Sécuriser encore et toujours
Peut-on espérer une sécurisation rapide du milieu hospitalier compte tenu de la « bonne centaine de cyberattaques visant des hôpitaux en France l’an dernier », selon l’expert ? « Il y a un vrai besoin d’éduquer les personnels sur les risques liés à la cybersécurité, martèle-t-il. Le responsable informatique d’un hôpital doit arrêter d’être vu comme un paranoïaque qui emmerde son monde lorsqu’il demande un changement de mot de passe tous les trois mois et douze caractères minimum ».
Mais l’annonce du plan d’investissement de 350 millions d’euros dans la cybersécurité début 2021 par Emmanuel Macron donne des raisons d’espérer. « On est en plein milieu de la mise en œuvre de ce programme qui va permettre aux hôpitaux de faire un bond en avant, positive Vincent Trély. L’hôpital a dix ans de retard sur le CAC40 ». Constat partagé par Yosra Jarraya dont la société, Astrachain, propose une alternative au chiffrement pour protéger les données sensibles.

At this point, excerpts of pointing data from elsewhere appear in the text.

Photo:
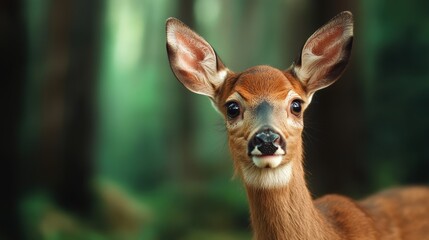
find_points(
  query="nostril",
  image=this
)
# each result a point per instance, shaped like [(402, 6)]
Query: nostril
[(265, 142), (266, 136)]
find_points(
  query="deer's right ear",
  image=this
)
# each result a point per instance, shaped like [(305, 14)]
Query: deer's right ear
[(193, 60)]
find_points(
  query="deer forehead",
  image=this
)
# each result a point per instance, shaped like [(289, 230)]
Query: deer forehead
[(261, 83)]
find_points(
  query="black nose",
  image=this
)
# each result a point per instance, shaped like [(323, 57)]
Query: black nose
[(264, 141)]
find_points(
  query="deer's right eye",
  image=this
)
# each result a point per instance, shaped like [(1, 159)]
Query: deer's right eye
[(232, 110)]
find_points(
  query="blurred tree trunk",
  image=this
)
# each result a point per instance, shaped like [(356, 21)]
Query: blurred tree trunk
[(13, 45), (334, 123), (67, 105)]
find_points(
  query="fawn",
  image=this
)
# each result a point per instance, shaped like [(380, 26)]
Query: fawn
[(263, 108)]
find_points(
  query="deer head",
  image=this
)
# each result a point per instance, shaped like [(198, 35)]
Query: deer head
[(263, 107)]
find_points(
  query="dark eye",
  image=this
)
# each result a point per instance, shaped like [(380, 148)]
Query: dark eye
[(295, 107), (232, 110)]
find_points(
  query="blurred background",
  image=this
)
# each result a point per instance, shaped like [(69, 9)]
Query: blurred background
[(100, 141)]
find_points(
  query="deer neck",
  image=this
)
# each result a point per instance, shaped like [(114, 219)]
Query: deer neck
[(286, 212)]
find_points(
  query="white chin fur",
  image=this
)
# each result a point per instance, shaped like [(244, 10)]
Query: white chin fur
[(267, 177), (271, 161)]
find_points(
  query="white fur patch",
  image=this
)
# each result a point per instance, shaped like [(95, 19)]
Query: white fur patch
[(267, 177), (271, 161)]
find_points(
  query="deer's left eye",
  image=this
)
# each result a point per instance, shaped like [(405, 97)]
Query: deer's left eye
[(295, 107)]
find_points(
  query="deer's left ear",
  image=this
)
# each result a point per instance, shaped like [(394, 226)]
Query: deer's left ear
[(325, 54)]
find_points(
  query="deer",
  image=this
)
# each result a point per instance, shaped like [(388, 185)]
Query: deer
[(263, 109)]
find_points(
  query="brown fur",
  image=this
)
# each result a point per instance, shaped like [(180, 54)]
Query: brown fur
[(281, 206)]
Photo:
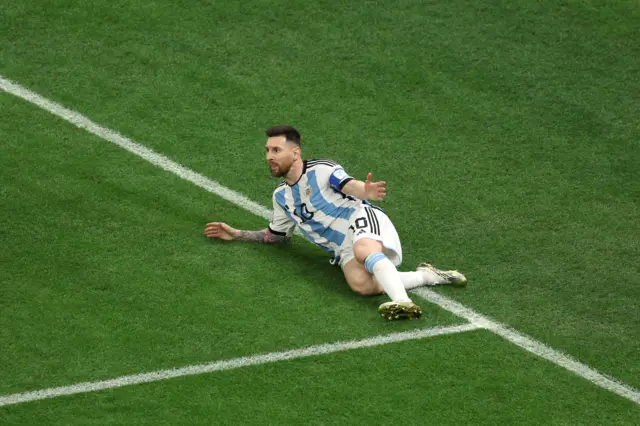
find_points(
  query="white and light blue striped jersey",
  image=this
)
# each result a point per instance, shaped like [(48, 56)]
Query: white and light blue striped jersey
[(316, 205)]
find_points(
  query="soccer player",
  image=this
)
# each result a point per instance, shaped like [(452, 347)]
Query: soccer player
[(332, 210)]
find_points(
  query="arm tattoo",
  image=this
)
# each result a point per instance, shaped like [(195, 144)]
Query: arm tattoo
[(263, 236)]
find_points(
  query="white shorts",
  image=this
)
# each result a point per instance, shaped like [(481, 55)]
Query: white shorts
[(370, 222)]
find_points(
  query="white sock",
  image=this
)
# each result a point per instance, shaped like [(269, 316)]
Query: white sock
[(387, 275), (419, 278)]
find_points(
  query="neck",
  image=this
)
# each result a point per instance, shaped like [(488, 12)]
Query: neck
[(294, 173)]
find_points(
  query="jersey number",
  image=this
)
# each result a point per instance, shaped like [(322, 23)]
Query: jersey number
[(304, 214)]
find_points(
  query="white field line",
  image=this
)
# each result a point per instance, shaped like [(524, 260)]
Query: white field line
[(326, 348), (531, 345), (475, 318)]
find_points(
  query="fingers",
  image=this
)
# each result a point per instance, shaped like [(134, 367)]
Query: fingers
[(214, 230)]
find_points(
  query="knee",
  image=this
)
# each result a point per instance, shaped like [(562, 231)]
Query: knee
[(364, 248), (364, 285), (366, 291)]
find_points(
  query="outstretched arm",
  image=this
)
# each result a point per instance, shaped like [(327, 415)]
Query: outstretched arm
[(365, 190), (225, 232)]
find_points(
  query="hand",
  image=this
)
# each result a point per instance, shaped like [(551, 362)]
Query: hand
[(220, 230), (374, 190)]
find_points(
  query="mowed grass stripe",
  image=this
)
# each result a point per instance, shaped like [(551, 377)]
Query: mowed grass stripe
[(163, 162), (233, 363)]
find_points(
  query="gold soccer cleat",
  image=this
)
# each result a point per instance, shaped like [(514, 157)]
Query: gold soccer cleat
[(400, 310), (454, 278)]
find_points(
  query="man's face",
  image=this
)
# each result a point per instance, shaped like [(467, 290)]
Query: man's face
[(280, 155)]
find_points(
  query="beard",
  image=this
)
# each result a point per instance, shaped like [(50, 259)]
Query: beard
[(280, 170)]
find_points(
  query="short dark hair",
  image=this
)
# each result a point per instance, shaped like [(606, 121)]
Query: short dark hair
[(288, 132)]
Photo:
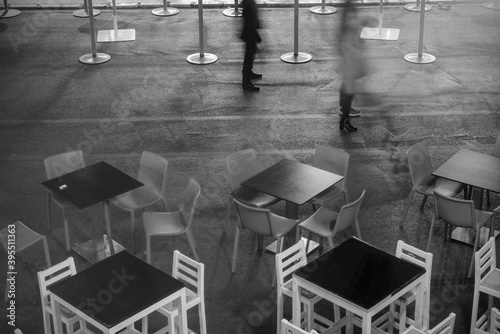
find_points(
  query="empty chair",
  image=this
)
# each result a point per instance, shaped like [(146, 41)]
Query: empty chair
[(55, 166), (192, 274), (48, 277), (289, 328), (173, 223), (424, 260), (153, 174), (444, 327), (423, 182), (459, 213), (241, 166), (486, 280), (24, 239), (326, 223), (261, 222), (335, 161)]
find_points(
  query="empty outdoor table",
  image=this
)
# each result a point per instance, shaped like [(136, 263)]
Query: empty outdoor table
[(476, 170), (361, 279), (86, 187), (116, 292), (294, 182)]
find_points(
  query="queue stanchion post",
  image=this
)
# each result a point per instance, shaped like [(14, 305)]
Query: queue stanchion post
[(165, 10), (233, 12), (323, 9), (415, 7), (296, 57), (201, 58), (93, 58), (116, 35), (84, 12), (420, 57), (380, 33), (7, 13)]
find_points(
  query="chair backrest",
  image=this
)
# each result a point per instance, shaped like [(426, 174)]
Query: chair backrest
[(455, 211), (255, 219), (190, 272), (496, 148), (63, 163), (289, 260), (444, 327), (52, 275), (241, 166), (485, 260), (332, 160), (419, 163), (289, 328), (495, 321), (153, 172), (188, 205), (347, 215)]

La cyberguerre Ukraine-Russie, un potentiel nouveau risque
Comme Voldemort dans la saga Harry Potter qui sépare son âme en plusieurs morceaux avant de les disséminer aux quatre coins du pays magique, la solution technique d’Astrachain s’appuie sur des algorithmes de fragmentation qui permettent de sécuriser la confidentialité des données. « Elles sont illisibles et inexploitables tant qu’on n’a pas rassemblé une quotité de fragments » expose la CEO de l’entreprise. Mais pour l’heure, difficile d’y voir la solution miracle : « les hôpitaux sont rarement les premiers à adopter une nouvelle technologie, il faut du temps pour les convaincre », regrette-t-elle.
Et dans cette course contre-la-montre, la guerre en Ukraine peut aussi jouer les trouble-fêtes et attiser toujours plus de convoitise. « Si la Russie décide d’activer ses missiles cyber en mettant à l’arrêt le système de régulation des trains, de paiement des fonctionnaires et une vingtaine d’hôpitaux autour de Paris, les données de santé seront encore mis à mal », considère Vincent Trély. Dans un scénario du pire où véroler le système de santé est une arme de paralysie massive, ces dernières pourraient courir un risque toujours plus grand d’être révélées et exploitées par les hackers.